Waiting to board a flight to a buddy’s Annapolis wedding, I played these two bangers end to end. What a relief that a ringer like Charli XCX, due to timing and/or fortuitous collaborators and/or a fecund songwriting period, can pressure-wash this grungy jaded heart.

Charli XCX – Brat

For a while she sucked: a series of arena-sized gestures to court a stardom insistent on eluding her. Her Pitchfork appearance in 2019 made me churlish enough to wonder, “Who are these people cheering for?” Well, they cheered for a Brat that hadn’t appeared yet: a fifteen-track aerodynamic wonder whose arrangements scrunch and pop and glide like no pop album since Femme Fatale except Charli wrote the words and melodies. She doesn’t give a fuck anymore — what a relief. Its theme: how to face the life you’ve ignored after four night out of seven partying (if we believe “365” and why not), maybe more because she’s a quasi-star. On “Rewind” she looks back to a time when she didn’t overanalyze while the thick synths call up Sleigh Bells guitar sludge The exquisitely correct title “Sympathy is a Knife” defines a song abjuring generalized self-pity as applied to a quasi-star, and the clattering electronics — like full-speed Kesha — function as their own blades. A delight too twitchy for radio.

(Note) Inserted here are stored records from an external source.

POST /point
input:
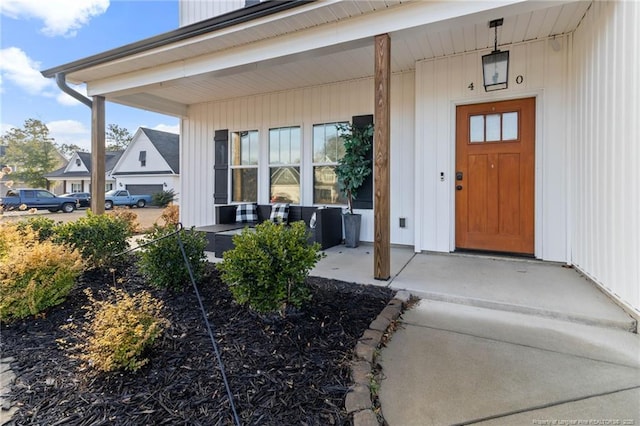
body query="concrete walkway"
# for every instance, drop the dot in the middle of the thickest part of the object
(500, 342)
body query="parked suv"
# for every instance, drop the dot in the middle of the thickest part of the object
(83, 199)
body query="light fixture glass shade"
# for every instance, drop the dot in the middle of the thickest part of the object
(495, 69)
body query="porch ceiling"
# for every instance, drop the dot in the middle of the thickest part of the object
(240, 67)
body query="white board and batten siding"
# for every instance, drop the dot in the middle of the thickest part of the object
(300, 107)
(197, 10)
(605, 149)
(444, 83)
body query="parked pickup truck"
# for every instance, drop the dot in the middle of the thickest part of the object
(121, 197)
(40, 199)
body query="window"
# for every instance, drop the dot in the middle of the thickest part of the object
(284, 165)
(328, 148)
(496, 127)
(244, 166)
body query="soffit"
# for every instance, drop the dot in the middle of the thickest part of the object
(524, 21)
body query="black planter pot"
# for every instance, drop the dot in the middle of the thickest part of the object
(352, 229)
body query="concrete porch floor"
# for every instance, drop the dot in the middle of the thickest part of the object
(525, 286)
(499, 341)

Maybe her quasi-stardom was well-placed after all.

Peggy Gou – I Hear You

A devotee since 2019’s “Starry Night,” I shared my disappointment with a friend about her debut’s brevity, but its modesty proved as insinuating as her repetitive melodies and Poppy Bush-era synth horn blats and bass thumps. Last year’s surprise dance hit “(It Goes Like) Nanana” is the template: take a word, squeeze every drop of hooky possibilities, embellish with a two-finger keyboard exercise. Several plays of “I Believe in Love Again” still didn’t give up the identity of the occasionally compelling epicene singer, and I still can’t believe it’s Lenny Fucking Kravitz transmogrified into a disco queen over Chic-indebted rhythm licks and effortfully indulging in a falsetto as delectable as the one on “It Ain’t Over ’til It’s Over” long ago and far away. A retro house album laden with tropes of white parties past but too impatient to dwell on memories.